Yair Rosenberg, a senior writer at Tablet magazine and frequent commentator on issues of anti-Semitic harassment online, agreed with Lipstadt that “People spread Holocaust denial in order to undermine societal awareness of anti-Semitism and its consequences in order to make it easier to be anti-Semitic.”

But Rosenberg, who has faced significant harassment by neo-Nazis on Twitter, does not believe that Facebook should delete content that denies the Holocaust. Writing last week in The Atlantic he said that Facebook should instead offer a sort of “Surgeon General’s warning” that advises viewers of a page that the content they are viewing is false, offering links to reliable sites where users can learn more.
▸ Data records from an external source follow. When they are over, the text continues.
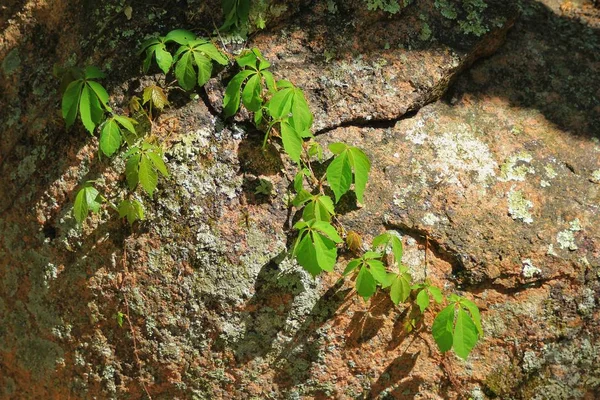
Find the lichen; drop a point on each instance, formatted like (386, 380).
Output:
(519, 207)
(516, 167)
(529, 270)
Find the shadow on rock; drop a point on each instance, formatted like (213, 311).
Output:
(266, 314)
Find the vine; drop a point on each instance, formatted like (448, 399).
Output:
(281, 111)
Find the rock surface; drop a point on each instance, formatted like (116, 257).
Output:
(494, 190)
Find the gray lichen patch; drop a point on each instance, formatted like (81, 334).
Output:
(516, 167)
(566, 240)
(519, 207)
(529, 270)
In some ways, the most provocative voice in the debate came from Mark Zuckerberg’s sister, Randi Zuckerberg, Facebook’s former director of marketing.

In a statement to CNN, she said that while she does not believe Facebook should ban Holocaust deniers, “the reality is that it is not currently considered a crime in the United States, and if we want our social networks to remove this hateful speech and follow the lead of many countries in Europe who denounce it as criminal, we need to expand the conversation more broadly and legislate at a national level.”

Though Holocaust denial has long been criminalized as hate speech in many European countries (most notably Germany), it has never been illegal in the United States. And neither Lipstadt, Greenblatt nor Rosenberg supports its criminalization.

Rosenberg argued that “I don’t think criminalizing any form of speech is an effective way of dealing with it. It doesn’t mean that you’ve refuted the worldview that gave rise to it, it just means that you’ve suppressed the symptom of the worldview while letting it otherwise go unrefuted, and if anything you’ve made a martyr out of the people who are spreading it.” He cited high rates of anti-Semitism in European countries that legislate against Holocaust denial as evidence that such laws do not materially reduce incidents of anti-Semitism.

Greenblatt told The Jewish Week that while Holocaust denial is “ugly speech, it is still protected by the First Amendment. We believe strongly in the right to free speech in this country. Holocaust deniers have every right to express their hatred, but we also have a right to use our free speech rights to counter such hate speech and reject it for the fiction it is.”

In her comments, Randi Zuckerberg also brought the Israeli-Palestinian conflict into play, seeming to compare Holocaust denial with support for the movement to divest from Israel.

“I wish that these platforms didn’t give a voice to those who cry out for divestment from Israel, make anti-Jewish remarks, and many, many other issues,” she wrote. “But silencing everyone — or worse, silencing selectively — would be far more nefarious.”

Zuckerberg Media, Randi Zuckerberg’s company, did not respond to a request for comment. Lipstadt told The Jewish Week that “what Mark and Randi Zuckerberg don’t understand, and many other people with them, is that Holocaust denial is not a mistaken point of view, it’s an overt distortion of history.”

Jewish Voice for Peace, which advocates for divestment from Israel as part of the Boycott, Divestment and Sanctions movement, told The Jewish Week in an email statement that “comments by Randi Zuckerberg, in which she conflates the international call to divest from companies profiting from the violation of Palestinian rights with the racist and violent agenda of Holocaust deniers, are beyond the pale. … Divestment, as part of the BDS call, urges action to pressure Israel to comply with international law. Comparing divestment to Holocaust denial is not only a gross misrepresentation, but factually utterly inaccurate.”